Russia
keeps foreign majors guessing on Shtokman gas project
By
Dario Thuburn
AFP
MOSCOW
Petroleumworld.com
12 09 06
Foreign firms can still help develop Russia's giant Shtokman gas field
under new conditions, Russian Energy Minister Viktor Khristenko said
on Friday, weeks after Gazprom dashed the hopes of five energy majors.
"It is a possibility that partners will be engaged in developing
the project in many different ways -- as executors of important parts
of the project and also as possible participants in the project,"
Khristenko said.
"But now it's going to be under a different framework and different
conditions," he added, without specifying whether foreign companies
could be contractors or partners in the project with state-controlled
Gazprom.
The 3.7 trillion cubic metre gas field in the Russian section of the
Barents Sea is one of the the world's few known giant gas reserves that
is yet to be tapped, and is a major potential energy source for Europe
and the United States.
"For the EU (European Union), this gas field is extremely important,"

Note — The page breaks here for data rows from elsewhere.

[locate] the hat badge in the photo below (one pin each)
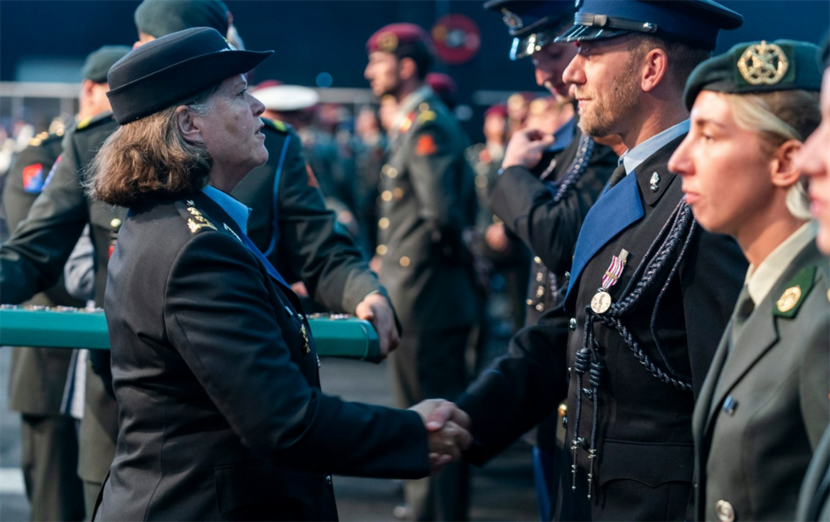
(763, 64)
(511, 19)
(387, 42)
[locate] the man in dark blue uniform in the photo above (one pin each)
(545, 200)
(649, 294)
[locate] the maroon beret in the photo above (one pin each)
(399, 39)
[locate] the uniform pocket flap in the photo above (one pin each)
(254, 483)
(648, 463)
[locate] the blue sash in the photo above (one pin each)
(614, 211)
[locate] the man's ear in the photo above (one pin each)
(189, 126)
(407, 68)
(783, 168)
(654, 67)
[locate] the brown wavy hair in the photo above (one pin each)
(149, 159)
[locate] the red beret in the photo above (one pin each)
(398, 39)
(496, 110)
(441, 83)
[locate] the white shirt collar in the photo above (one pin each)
(236, 210)
(634, 157)
(760, 280)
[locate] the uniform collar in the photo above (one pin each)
(634, 157)
(563, 136)
(760, 280)
(236, 210)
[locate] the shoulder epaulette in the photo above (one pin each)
(93, 121)
(276, 125)
(45, 138)
(196, 222)
(797, 290)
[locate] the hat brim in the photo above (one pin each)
(585, 33)
(177, 82)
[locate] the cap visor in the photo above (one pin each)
(582, 33)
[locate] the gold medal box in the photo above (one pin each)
(334, 335)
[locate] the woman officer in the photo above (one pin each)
(763, 406)
(214, 369)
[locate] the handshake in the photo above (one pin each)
(447, 431)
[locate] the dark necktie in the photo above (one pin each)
(617, 175)
(743, 309)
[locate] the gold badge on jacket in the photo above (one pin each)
(796, 292)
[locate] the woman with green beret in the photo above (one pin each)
(764, 404)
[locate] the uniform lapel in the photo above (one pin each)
(758, 335)
(618, 209)
(611, 214)
(705, 405)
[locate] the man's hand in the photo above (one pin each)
(447, 427)
(526, 148)
(376, 309)
(496, 237)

said Andris Piebalgs, the EU's Energy Commissioner, who spoke alongside
Khristenko after Europe-Russia energy talks in Moscow.
But the project's future has been cloudy since Gazprom rejected its
entire short-list of potential foreign partners in the Shtokman project
-- US Chevron and ConocoPhillips, France's Total and Norway's Hydro
and Statoil -- in a surprise announcement in October.

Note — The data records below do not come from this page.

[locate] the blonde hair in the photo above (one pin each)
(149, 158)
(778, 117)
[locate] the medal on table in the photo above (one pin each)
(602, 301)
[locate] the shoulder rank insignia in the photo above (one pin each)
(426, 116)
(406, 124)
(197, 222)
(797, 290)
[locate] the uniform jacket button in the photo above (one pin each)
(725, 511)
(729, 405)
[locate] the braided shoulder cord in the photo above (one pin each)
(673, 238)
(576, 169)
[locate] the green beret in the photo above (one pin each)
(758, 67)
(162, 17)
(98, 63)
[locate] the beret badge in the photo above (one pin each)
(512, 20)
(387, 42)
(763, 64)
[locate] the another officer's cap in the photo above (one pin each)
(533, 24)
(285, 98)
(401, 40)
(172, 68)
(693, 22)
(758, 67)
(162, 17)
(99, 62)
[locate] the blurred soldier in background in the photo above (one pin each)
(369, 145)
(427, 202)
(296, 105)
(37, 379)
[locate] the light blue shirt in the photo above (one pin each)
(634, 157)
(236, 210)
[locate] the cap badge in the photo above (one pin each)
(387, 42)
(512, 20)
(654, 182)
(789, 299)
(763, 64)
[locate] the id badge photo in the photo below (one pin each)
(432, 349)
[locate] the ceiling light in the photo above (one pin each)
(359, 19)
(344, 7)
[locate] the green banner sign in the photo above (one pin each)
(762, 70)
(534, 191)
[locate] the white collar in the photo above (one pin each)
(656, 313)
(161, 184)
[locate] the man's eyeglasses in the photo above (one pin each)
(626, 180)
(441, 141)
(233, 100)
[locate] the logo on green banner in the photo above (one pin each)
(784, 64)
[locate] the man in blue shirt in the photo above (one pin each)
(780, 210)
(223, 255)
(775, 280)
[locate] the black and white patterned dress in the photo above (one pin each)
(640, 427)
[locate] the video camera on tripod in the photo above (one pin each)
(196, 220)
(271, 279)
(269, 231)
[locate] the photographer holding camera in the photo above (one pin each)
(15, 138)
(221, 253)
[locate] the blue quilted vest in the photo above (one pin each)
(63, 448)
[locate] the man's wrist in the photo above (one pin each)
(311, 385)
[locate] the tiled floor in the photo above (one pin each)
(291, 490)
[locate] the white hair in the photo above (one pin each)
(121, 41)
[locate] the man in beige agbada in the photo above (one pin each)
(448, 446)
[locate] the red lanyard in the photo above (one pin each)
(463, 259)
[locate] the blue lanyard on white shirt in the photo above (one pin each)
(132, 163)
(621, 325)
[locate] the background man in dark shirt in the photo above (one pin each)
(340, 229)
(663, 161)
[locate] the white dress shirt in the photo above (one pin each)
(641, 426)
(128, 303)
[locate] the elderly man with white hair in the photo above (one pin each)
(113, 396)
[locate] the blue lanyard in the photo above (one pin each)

"I was very glad that the minister mentioned there could be some
partners attached to this project," Piebalgs said on Friday.
"Some European companies that had been shortlisted have very good
experience working in extreme conditions... I wish that they will be
successful in cooperating with Gazprom in producing gas from this field."
Analysts said Russia's position on foreign involvement in Shtokman was
unclear, even after President Vladimir Putin said in an interview published
Thursday that Russia continued to welcome "interesting proposals"
on Shtokman.
"The current roadmap is suspect... We don't have a decision, we
don't have any certainty," said Adam Landes, chief oil and gas
analyst at the Moscow-based Renaissance Capital investment house.
"The whole issue as to what comes first, who comes first, who invests,
where the gas goes, is deeply intertwined with politics... Politics
are clearly involved," Landes said.
The key problem with the Shtokman deal, Landes said, is that Russia
has a higher estimation of the value of the project than the one calculated
by foreign energy majors.
"Gazprom has a view of its worth that does not correspond with
that of would-be investors," Landes said. He added, however, that
the field "remains one of the few gigantic assets that may or may
not be available."
Valery Nesterov, energy analyst at the Troika Dialog investment bank
in Moscow, agreed that the Russian position was unclear.
"It's difficult to predict what this could mean," he said.